GAP, Palmieri: "Non si tratta di perditempo, ma di persone ammalate"
gioco d'azzardo dipendenza malattia psichica giovani alcolismo
di ROBERTO CALPISTA
«Non sono fannulloni, irresponsabili, nullafacenti. Non guardateli con disprezzo quando si aggirano presso le sale scommesse. Sono persone malate che vanno aiutate, non isolate, non abbandonate per non accrescere la loro emarginazione, per non aggravare il disturbo di cui soffrono». È quasi un appello quello che lancia Antonella Palmieri, medico psichiatra e psicoanalista.
Di cosa soffrono?
È un disturbo del controllo degli impulsi, come la cleptomania o come quello che assilla i piromani. Un disturbo serio.
Quando il gioco diventa malattia?
C'è il gioco «normale» di tipo sociale, la schedina, il «gratta e vinci» acquistato occasionalmente per tentare la fortuna. C'è poi il «gioco d'azzardo patologico» che colpisce circa il 3 per cento della popolazione e che è una vera malattia in continuo aumento che si mostra in età adolescenziale, ma ha picchi tra i 40-50 anni.
Un disturbo in aumento?
Certo le persone a rischio hanno poi troppe sollecitazioni, troppe occasioni. È un po' come per l'alcolismo tra i ragazzi: l'happy hours sta facendo disastri.
Che accade nel giocatore patologico? Non è capace di frenarsi, ha la continua necessità di giocare, non pensa ad altro. E nemmeno la vincita interessa tanto, quanto il senso di onnipotenza.
E se poi vince davvero?
Continua a giocare e dilapida anche questi soldi. Spesso perde il lavoro, la famiglia lo abbandona. Per chi soffre di gioco d'azzardo patologico non esiste altro. Non c'è una dipendenza, ma un impulso, un'ossessione.

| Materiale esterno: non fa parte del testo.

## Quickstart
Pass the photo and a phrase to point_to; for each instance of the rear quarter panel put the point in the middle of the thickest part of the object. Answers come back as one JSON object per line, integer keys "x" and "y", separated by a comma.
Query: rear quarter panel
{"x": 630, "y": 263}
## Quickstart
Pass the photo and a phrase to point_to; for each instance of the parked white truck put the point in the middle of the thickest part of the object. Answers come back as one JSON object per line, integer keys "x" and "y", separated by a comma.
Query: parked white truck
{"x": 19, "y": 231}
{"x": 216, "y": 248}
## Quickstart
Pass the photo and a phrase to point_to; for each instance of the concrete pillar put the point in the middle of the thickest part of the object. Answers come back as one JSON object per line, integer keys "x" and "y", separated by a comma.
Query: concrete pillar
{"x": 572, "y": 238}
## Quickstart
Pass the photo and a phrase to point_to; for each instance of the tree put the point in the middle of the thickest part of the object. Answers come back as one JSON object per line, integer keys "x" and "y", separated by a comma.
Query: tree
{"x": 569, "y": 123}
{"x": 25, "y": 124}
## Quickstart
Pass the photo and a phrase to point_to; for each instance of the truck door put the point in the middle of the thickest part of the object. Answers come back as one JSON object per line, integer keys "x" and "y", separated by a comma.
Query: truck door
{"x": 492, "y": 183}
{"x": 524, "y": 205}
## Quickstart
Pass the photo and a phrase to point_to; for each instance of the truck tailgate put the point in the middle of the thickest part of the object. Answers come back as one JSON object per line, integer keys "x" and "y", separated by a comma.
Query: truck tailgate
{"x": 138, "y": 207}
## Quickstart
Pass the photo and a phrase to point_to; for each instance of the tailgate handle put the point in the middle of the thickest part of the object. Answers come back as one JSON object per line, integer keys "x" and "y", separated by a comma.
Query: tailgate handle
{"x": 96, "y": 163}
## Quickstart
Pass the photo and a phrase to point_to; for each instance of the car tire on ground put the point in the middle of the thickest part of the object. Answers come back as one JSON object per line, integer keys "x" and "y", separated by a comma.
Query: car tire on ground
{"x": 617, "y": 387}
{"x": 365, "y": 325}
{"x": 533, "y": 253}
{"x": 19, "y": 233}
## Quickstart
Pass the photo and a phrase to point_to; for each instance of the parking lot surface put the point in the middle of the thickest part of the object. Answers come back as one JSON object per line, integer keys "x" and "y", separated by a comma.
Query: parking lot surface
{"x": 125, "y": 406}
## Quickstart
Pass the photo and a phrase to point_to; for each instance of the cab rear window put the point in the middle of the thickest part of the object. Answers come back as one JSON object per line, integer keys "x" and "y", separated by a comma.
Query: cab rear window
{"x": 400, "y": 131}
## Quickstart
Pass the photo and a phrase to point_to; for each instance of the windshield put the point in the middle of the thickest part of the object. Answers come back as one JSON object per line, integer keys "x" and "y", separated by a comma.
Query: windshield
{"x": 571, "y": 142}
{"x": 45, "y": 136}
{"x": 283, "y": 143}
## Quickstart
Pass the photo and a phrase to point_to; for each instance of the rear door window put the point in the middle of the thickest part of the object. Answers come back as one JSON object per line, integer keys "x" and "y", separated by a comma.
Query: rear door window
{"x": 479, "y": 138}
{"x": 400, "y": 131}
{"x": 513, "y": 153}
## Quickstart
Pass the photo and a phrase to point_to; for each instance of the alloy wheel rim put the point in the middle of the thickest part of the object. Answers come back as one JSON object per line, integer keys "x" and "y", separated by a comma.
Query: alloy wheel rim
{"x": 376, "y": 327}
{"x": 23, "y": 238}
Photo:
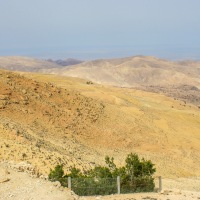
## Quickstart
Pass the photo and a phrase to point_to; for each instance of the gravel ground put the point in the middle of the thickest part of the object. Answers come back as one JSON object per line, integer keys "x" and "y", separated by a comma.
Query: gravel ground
{"x": 21, "y": 186}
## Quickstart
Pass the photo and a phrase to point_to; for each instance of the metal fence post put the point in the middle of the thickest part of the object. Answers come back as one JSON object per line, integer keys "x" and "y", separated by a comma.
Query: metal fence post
{"x": 118, "y": 185}
{"x": 69, "y": 182}
{"x": 160, "y": 183}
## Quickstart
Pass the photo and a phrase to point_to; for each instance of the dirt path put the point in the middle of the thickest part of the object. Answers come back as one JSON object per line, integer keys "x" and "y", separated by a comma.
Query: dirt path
{"x": 15, "y": 185}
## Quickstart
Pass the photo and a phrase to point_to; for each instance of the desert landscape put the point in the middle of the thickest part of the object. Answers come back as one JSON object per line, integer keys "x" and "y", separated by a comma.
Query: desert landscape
{"x": 49, "y": 118}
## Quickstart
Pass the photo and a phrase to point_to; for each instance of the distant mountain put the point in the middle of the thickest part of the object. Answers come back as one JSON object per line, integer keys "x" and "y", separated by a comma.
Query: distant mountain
{"x": 17, "y": 63}
{"x": 175, "y": 79}
{"x": 67, "y": 62}
{"x": 134, "y": 71}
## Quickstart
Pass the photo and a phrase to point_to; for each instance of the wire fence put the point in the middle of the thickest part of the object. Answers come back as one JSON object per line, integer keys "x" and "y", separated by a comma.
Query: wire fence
{"x": 107, "y": 186}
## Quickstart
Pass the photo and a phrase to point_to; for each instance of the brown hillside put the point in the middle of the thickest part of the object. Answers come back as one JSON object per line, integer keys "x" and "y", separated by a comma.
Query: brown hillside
{"x": 76, "y": 123}
{"x": 18, "y": 63}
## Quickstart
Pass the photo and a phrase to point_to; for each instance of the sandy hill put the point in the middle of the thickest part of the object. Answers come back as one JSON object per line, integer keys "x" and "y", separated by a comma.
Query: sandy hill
{"x": 180, "y": 80}
{"x": 17, "y": 63}
{"x": 135, "y": 71}
{"x": 47, "y": 119}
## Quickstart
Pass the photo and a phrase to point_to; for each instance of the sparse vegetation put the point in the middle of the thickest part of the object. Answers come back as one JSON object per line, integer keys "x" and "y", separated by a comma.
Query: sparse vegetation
{"x": 135, "y": 175}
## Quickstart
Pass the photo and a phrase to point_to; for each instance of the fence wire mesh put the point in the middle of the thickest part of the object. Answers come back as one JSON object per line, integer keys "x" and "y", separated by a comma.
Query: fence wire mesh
{"x": 107, "y": 186}
{"x": 94, "y": 186}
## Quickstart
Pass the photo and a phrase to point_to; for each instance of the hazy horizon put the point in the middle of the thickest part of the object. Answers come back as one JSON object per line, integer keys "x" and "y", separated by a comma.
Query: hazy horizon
{"x": 100, "y": 29}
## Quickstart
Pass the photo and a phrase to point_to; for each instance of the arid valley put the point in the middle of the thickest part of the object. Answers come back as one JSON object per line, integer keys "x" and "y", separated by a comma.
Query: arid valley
{"x": 76, "y": 115}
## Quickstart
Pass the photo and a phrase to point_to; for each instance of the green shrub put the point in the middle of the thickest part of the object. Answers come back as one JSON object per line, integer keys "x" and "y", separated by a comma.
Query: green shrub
{"x": 135, "y": 176}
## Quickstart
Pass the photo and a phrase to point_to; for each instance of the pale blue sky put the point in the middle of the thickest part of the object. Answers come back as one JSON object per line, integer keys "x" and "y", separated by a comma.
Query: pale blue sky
{"x": 88, "y": 29}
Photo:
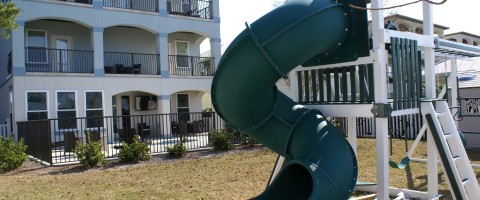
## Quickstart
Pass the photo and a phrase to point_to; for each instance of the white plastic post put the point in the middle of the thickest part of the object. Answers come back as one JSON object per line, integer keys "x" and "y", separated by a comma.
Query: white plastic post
{"x": 453, "y": 82}
{"x": 352, "y": 133}
{"x": 430, "y": 94}
{"x": 381, "y": 124}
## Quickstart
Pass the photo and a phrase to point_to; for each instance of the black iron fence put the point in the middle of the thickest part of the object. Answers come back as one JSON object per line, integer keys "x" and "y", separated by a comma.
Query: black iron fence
{"x": 349, "y": 84}
{"x": 54, "y": 140}
{"x": 398, "y": 126}
{"x": 79, "y": 1}
{"x": 191, "y": 8}
{"x": 191, "y": 65}
{"x": 142, "y": 5}
{"x": 58, "y": 60}
{"x": 131, "y": 63}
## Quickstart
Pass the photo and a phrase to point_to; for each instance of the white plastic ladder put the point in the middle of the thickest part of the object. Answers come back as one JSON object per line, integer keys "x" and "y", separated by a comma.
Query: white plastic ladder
{"x": 456, "y": 166}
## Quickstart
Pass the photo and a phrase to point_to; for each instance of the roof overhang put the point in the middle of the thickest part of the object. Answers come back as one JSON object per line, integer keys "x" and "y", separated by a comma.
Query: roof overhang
{"x": 450, "y": 48}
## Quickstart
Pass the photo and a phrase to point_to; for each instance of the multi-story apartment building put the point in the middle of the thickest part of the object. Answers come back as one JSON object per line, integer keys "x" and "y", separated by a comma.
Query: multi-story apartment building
{"x": 87, "y": 58}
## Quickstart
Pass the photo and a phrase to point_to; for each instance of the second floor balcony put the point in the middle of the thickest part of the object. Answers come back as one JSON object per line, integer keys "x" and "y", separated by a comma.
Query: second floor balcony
{"x": 190, "y": 8}
{"x": 80, "y": 61}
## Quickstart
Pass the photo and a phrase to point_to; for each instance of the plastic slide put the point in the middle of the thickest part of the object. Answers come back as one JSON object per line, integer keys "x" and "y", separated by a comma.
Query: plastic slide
{"x": 320, "y": 162}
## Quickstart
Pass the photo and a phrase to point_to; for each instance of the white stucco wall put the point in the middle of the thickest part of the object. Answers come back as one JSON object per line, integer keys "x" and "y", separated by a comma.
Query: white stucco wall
{"x": 5, "y": 48}
{"x": 111, "y": 85}
{"x": 80, "y": 35}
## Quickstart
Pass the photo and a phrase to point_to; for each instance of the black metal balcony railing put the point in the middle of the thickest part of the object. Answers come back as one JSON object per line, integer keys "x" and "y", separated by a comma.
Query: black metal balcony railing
{"x": 143, "y": 5}
{"x": 50, "y": 143}
{"x": 191, "y": 65}
{"x": 131, "y": 63}
{"x": 58, "y": 60}
{"x": 79, "y": 1}
{"x": 191, "y": 8}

L'ammalato si accorge del suo stato?
No, si rende conto dello sperpero di denaro, ma non può farne a meno, ed è convinto di poter vincere e ricominciare a giocare. Anche l'intervento dello specialista - che è sempre necessario - è richiesto sempre da un familiare.
Ci sono cure?
I soggetti vanno sempre inquadrati dal punto di vista clinico, perchè spesso presentano altri disturbi. La terapia non è facile, ci si affida ai farmaci, anche antidepressivi, sebbene resta d'elezione un approccio psicoterapeutico.